Category: Body Trade
- The "Galvanic" Resurrectionists
This theory held that body snatchers and experimental anatomists were not stealing corpses merely for dissection, but to animate them with electricity and eventually create obedient undead soldiers. In its strongest form, the fear merged grave robbing, galvanism, and military panic into a single nightmare: a secret scientific army built from the dead. The documented record clearly shows that resurrectionists really did steal bodies for anatomy and that Giovanni Aldini’s public galvanic experiments on animal and human corpses created a powerful cultural association between electricity and reanimation. What remains unproven is the claim that anyone was actually building electrified military corpses.

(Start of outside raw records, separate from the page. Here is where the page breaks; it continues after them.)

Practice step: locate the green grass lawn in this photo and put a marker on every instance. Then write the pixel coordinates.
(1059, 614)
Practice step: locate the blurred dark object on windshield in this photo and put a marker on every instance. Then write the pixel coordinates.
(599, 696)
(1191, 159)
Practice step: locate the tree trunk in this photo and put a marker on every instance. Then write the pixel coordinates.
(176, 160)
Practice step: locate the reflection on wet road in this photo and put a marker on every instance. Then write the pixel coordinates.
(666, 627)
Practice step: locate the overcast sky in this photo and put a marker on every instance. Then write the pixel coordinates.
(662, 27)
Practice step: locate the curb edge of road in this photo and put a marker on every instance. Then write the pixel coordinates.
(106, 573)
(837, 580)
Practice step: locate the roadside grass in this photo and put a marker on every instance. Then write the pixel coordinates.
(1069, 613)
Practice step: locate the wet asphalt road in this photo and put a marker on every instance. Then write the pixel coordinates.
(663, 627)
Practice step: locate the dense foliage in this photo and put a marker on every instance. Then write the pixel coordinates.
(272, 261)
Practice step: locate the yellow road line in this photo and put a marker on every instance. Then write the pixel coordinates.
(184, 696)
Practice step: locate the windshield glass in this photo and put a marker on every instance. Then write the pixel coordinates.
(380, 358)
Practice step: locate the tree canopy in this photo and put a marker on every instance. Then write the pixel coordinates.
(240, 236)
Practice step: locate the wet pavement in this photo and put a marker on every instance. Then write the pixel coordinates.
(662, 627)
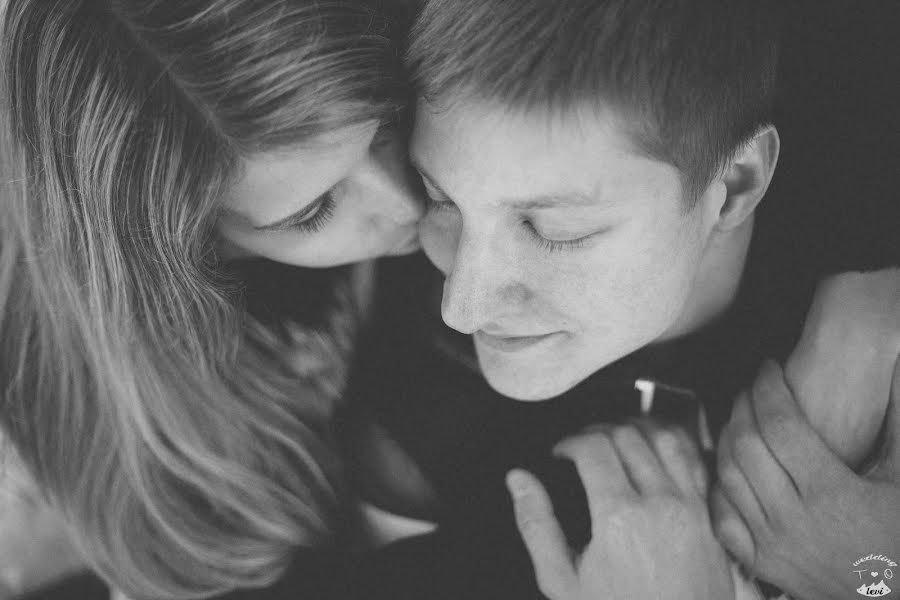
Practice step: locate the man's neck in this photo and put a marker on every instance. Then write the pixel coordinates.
(718, 280)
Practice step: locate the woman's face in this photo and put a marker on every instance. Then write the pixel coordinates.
(344, 197)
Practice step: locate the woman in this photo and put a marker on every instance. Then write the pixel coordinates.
(246, 130)
(145, 143)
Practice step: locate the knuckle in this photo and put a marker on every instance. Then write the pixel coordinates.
(668, 442)
(745, 446)
(626, 435)
(531, 528)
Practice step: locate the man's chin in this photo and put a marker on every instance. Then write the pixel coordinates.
(526, 387)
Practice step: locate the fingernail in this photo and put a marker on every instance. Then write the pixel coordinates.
(702, 480)
(517, 482)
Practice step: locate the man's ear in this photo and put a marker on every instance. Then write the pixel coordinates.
(747, 177)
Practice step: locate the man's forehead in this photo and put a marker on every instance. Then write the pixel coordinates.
(532, 160)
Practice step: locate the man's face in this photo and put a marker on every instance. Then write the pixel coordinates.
(563, 247)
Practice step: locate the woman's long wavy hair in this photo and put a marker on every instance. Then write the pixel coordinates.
(188, 456)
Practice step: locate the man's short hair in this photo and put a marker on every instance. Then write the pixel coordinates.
(695, 78)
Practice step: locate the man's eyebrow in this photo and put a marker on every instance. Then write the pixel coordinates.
(566, 198)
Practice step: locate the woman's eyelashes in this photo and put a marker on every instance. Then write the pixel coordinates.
(315, 220)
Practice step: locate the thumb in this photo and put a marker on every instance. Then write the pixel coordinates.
(543, 537)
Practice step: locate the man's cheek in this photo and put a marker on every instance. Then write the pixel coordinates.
(438, 242)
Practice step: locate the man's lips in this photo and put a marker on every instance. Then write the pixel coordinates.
(512, 343)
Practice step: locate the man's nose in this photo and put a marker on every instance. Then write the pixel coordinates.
(481, 287)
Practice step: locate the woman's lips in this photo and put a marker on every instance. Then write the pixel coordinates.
(511, 343)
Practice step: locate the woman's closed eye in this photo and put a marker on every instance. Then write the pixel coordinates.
(308, 220)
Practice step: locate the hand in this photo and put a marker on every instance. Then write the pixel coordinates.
(840, 371)
(788, 508)
(651, 535)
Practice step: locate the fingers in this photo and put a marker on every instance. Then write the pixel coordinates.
(788, 435)
(600, 468)
(643, 466)
(771, 484)
(543, 537)
(736, 488)
(680, 457)
(731, 529)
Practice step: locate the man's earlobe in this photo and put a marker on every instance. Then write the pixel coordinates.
(747, 177)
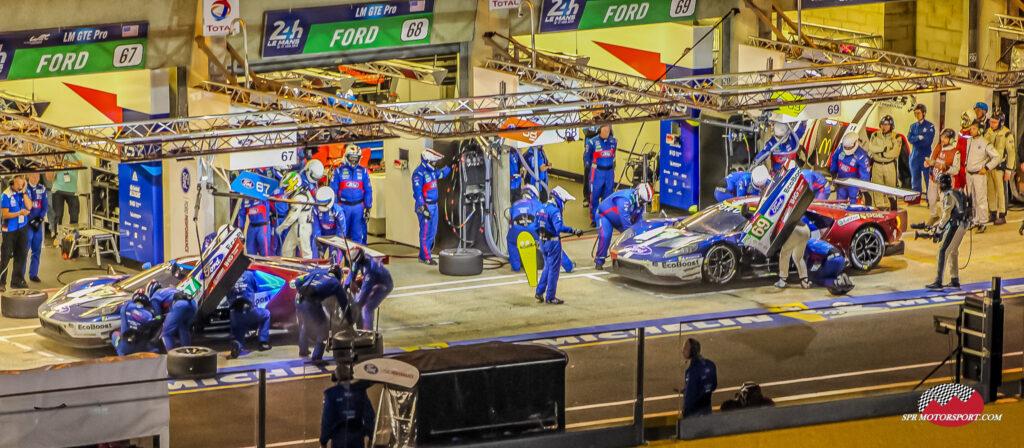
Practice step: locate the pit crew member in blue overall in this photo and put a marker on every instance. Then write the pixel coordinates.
(246, 316)
(922, 136)
(259, 235)
(425, 193)
(782, 145)
(550, 228)
(313, 288)
(138, 326)
(736, 184)
(178, 311)
(522, 218)
(354, 194)
(36, 192)
(330, 216)
(825, 264)
(537, 161)
(348, 416)
(619, 212)
(850, 162)
(599, 161)
(376, 285)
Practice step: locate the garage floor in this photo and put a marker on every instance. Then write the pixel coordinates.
(428, 309)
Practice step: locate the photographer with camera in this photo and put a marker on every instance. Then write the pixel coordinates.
(950, 229)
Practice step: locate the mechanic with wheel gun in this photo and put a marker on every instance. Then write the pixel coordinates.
(246, 316)
(619, 212)
(522, 218)
(550, 229)
(376, 284)
(351, 183)
(313, 288)
(178, 313)
(139, 325)
(425, 193)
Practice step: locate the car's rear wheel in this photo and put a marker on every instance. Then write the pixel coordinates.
(866, 248)
(720, 265)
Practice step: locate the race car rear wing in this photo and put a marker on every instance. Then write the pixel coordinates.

- The "Premature Burial" Syndicate
This theory held that doctors, undertakers, anatomists, or body brokers were too quick to declare death because dead bodies had market value. In its strongest form, the theory imagined a hidden syndicate profiting from premature certification, hurried burial, and the sale of bodies or body parts to anatomy schools. The historical record clearly shows that fear of premature burial was widespread in the nineteenth century, that safety coffins became a notable response, and that body procurement for dissection was a real social problem. What remains unproven is the strongest conspiratorial claim of a coordinated network of physicians falsely declaring living people dead for profit. The panic, however, was rooted in genuine mistrust of medical authority and corpse economies.
- The "Burking" Epidemic
This theory held that after the Burke and Hare murders, London and other British cities were filled with “burkers” who were not only robbing graves but murdering the poor, homeless, sick, and friendless in order to sell their bodies to anatomy schools and hospitals. In its strongest form, the theory claimed that medical institutions themselves either tolerated or quietly encouraged the trade because their need for cadavers outpaced legal supply. The documented record clearly shows that the fear of burking became widespread in the early 1830s and that public debate around the Anatomy Act reflected exactly such anxieties. What remains far harder to prove is a centrally organized hospital program of harvesting the homeless. The panic was real; the full hidden-system claim remains more uncertain.